7 Tage, 7 Nächte

Nach gut einer Woche, so dachte ich mir, könnte man ja mal einen kleinen unvollständigen Rückblick geben. Denn die Arbeit in der Stiftung macht Spass und ist abwechslungsreich, obwohl sie sicherlich noch weitaus abwechslungsreicher wird. Denn Ende nächste Woche geht’s für nach Hannover auf eine „Lehrer-Messe“, um die Angebote der Stiftung und die Möglichkeiten vorzustellen.

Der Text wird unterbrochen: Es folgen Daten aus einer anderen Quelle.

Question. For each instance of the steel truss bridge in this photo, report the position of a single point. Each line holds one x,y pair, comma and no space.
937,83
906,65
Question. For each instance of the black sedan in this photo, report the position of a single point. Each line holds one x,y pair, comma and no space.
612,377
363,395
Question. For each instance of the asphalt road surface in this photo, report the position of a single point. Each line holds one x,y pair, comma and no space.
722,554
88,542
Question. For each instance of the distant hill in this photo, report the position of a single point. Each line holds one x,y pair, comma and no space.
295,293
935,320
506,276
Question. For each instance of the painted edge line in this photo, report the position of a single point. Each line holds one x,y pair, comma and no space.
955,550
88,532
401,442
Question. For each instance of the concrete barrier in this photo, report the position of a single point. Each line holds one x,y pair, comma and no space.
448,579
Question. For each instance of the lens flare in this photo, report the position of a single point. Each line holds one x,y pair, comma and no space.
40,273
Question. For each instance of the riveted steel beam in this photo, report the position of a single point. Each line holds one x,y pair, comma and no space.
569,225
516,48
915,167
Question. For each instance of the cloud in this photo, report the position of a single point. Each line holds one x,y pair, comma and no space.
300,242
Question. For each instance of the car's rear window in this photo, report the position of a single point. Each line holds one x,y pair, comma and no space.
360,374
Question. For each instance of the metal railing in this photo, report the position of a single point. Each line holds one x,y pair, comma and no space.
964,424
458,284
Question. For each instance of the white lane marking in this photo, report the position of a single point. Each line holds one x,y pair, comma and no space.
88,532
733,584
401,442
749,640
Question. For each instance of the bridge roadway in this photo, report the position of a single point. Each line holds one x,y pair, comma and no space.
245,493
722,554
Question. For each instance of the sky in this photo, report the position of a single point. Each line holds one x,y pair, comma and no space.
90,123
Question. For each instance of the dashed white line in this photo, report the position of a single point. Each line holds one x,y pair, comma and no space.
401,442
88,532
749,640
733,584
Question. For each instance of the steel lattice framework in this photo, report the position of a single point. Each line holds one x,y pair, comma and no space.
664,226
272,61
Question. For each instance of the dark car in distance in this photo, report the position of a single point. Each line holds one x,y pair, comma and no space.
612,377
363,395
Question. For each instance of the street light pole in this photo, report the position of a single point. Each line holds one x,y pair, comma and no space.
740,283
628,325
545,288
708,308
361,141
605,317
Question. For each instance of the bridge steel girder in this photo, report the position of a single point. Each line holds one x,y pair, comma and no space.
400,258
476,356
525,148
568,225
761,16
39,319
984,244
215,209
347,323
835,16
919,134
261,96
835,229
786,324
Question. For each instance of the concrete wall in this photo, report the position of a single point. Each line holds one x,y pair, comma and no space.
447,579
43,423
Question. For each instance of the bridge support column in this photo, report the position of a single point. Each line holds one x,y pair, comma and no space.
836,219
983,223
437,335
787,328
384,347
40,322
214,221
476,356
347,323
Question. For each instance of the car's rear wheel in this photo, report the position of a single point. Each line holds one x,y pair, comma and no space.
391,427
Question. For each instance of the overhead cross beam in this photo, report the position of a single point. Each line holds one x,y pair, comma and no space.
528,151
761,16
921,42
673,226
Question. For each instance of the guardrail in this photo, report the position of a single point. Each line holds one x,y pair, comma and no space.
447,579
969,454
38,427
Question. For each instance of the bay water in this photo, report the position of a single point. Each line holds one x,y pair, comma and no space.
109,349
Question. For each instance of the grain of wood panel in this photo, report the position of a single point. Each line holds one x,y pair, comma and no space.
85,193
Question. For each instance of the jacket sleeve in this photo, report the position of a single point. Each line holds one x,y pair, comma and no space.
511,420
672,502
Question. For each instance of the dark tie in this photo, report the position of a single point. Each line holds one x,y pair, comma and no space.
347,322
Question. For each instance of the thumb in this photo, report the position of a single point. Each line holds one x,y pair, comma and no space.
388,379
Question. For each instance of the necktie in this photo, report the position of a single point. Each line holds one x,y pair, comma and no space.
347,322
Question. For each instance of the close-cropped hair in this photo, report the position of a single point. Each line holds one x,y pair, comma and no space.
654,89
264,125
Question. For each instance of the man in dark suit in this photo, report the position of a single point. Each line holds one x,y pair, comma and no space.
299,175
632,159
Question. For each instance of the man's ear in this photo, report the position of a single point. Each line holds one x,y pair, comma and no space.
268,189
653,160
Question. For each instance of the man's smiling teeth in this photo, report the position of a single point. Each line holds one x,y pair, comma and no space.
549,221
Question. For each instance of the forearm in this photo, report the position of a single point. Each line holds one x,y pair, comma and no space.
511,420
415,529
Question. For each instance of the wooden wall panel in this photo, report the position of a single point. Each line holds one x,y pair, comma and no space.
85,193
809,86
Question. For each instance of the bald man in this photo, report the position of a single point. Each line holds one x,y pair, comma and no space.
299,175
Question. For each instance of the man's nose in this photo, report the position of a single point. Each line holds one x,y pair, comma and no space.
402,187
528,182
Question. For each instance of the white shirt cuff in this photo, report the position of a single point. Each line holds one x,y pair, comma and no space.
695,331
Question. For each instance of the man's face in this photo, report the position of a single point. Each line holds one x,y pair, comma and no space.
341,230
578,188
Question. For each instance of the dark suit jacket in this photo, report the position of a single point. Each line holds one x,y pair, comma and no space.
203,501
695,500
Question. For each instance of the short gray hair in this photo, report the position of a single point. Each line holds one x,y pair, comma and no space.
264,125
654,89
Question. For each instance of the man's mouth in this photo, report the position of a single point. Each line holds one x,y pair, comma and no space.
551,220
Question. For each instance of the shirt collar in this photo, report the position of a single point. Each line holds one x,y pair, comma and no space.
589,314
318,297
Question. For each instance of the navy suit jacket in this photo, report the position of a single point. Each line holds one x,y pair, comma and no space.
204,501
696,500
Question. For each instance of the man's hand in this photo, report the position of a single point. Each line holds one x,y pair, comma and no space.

Ich schlafe auch immer noch auf einer einfachen Matratze wohingegen das restliche Zimmer fertig möbliert ist. Ich denke aber, auch dieses „Problem“ wird nächstes Wochenende beseitigt.

Soweit so gut. Mittwochabend zog die WG geschlossen zum Mexikaner um einen Trinken zu gehen. Freitags war ich dann nur noch mit einer Mitbewohnerin, Piri, zu Hause und der Abend war eher ruhig und diente zur Erholung der Woche.

Samstag, also gestern, stand dann ein erstes Couchsurfing Treffen auf dem Plan. Wir Hamburger CS’ler nahmen gleich mal eine ganze Bar in St- Pauli unter beschlag. Die „Szene“ hat hier ein paar andere Ausmaße als in Jena. Nicht desto trotz dieselben netten Menschen und Gespräche (impulsive Menschen kennen keine Grenzen …) und viele „Surfer“ waren auch dort.

Zufälligerweise unterhielt ich mich mit einem Griechen auf Jobsuche in Mitteleuropa, der in der kommenden Woche ein Vorstellungsgespräch bei einer Jenenser Firma hat. Der Kreis schließt sich.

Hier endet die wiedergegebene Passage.